In 2018, another team from Google presented Bidirectional Encoder Representations from Transformers (BERT), a transformer-based machine learning technique for NLP, that enables generic pre-training of a model on a large unlabeled document corpus, and fine-tuning of the pre-trained model for a specific NLP task (e.g., question-answering, summarization, sentiment analysis…) with a smaller labeled training set using transfer learning. A pre-trained language model is the machine equivalent of a ‘well-read’ human being. It is fed by a large number of unannotated documents (for example, the complete Wikipedia), which allows the model to learn the usage of various words and how language is written in general. Such a pre-trained model may be fine-tuned for various NLP tasks, just like an athlete may be fine-tuned for a specific sport after general physical preparation. BERTBASE language model is trained on English Wikipedia and BookCorpus.

The generic pre-training of a language model doesn’t require any labeled training set, dictionaries, ontologies or any other kind of structured resources. It just needs a huge corpus of pure text documents, and a lot of processing power for unsupervised training on the predefined tasks. BERT was pretrained on two tasks: language modeling (15% of tokens were masked and BERT was trained to predict them from context), and next sentence prediction (BERT was trained to predict if a chosen next sentence was probable or not given the first sentence), using English Wikipedia and BookCorpus as a training set. As a result of the training process, BERT learns contextual embeddings for words. A pre-training lasts several days on high-end virtual machines and costs several thousand dollars if performed on the rented computing infrastructure. However, you don't have to pre-train a BERT model on your own. Many variants of pre-trained BERT models, with different trade-offs between the size and the quality of the model, trained on various text corpora and various languages, are available online for free.

BERT Fine-Tuned for Extractive QA

A pre-trained BERT language model may be fine-tuned for extractive QA using supervised learning and a training set of question-answer pairs. Creating such a training set can be expensive, but fortunately, a team of researchers from Stanford University published the Stanford Question Answering Dataset (SQuAD) in 2016. It contains 107,785 question-answer pairs generated by crowd workers on a set of 536 Wikipedia articles. Fine-tuning a BERT language model for extractive QA using SQuAD takes a few hours.

Fine-tuned models, like general-purpose BERT models, can be saved and shared on the Internet.
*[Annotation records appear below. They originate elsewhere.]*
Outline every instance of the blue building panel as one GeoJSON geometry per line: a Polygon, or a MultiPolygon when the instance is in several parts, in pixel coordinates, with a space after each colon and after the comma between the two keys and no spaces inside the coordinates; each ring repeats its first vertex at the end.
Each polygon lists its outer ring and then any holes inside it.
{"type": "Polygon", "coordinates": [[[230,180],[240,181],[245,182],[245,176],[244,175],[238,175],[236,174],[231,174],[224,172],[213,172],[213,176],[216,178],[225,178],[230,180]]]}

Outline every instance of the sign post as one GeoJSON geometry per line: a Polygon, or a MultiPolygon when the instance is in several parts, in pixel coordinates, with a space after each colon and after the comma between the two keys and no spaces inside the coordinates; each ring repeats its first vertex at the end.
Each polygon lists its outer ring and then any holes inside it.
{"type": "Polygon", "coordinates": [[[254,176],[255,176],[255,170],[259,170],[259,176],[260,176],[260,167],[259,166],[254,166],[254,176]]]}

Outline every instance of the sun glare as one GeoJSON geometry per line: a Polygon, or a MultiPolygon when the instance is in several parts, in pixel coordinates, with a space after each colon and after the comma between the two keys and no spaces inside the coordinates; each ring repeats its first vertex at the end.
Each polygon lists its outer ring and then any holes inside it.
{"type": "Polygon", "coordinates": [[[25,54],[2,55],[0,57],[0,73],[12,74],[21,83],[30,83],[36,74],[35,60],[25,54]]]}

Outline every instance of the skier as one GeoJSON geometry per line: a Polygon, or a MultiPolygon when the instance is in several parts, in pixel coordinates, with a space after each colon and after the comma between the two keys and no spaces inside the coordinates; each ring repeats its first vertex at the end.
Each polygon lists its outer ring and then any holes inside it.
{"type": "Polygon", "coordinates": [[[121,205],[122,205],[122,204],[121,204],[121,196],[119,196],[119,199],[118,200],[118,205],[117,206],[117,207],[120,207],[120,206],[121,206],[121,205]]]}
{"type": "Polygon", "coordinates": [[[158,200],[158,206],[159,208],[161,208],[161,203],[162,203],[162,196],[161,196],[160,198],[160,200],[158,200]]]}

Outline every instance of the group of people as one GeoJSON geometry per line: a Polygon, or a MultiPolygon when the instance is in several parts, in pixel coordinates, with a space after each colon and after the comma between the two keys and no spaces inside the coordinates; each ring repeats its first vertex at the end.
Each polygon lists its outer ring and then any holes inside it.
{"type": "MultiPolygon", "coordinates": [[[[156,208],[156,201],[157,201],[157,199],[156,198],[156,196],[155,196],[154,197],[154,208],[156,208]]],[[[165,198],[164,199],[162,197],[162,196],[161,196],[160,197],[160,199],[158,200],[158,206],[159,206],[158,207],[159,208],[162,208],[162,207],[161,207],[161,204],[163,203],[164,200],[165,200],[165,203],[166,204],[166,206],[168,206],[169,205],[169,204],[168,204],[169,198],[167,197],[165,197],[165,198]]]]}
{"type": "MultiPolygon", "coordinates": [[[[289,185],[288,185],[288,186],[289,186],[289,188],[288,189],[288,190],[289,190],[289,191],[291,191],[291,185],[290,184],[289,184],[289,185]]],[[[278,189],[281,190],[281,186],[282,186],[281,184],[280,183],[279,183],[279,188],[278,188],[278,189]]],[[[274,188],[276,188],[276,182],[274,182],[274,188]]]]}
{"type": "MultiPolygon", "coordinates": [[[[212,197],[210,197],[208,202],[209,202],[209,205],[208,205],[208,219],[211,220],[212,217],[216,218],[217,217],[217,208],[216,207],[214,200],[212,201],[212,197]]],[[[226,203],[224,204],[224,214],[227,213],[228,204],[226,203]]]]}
The Hugging Face model hub is the most popular platform for model-sharing, with tens of thousands of models of different sizes, for different languages and use cases, including several variants of BERT language models fine-tuned for extractive QA on SQuAD dataset.

Productization

During the process of making predictions (inference), an extractive QA machine learning model  identifies the most likely span of text from the context to be the answer to the posed question. The latency and the scalability of inference depend on the model’s size and architecture, just as on the provided computing resources. While a single user may experience only a moderate amount of delay (1-2 seconds) when using this type of model on a general-purpose server, it may not be able to handle multiple users making requests simultaneously.

The specialized hardware based on GPUs or TPUs, suite ML inference much better than general-purpose processing units (CPU). Cloud providers platforms like Amazon AWS and Microsoft Azure can offer more cost-effective and feature-rich options for building and maintaining machine learning infrastructure, including scalability and security. It can be more cost-effective to use these services rather than building everything in-house. These vendors often offer innovative solutions like virtual servers that are only charged for active processing time, and they have access to specialized talent in areas like scalability and security.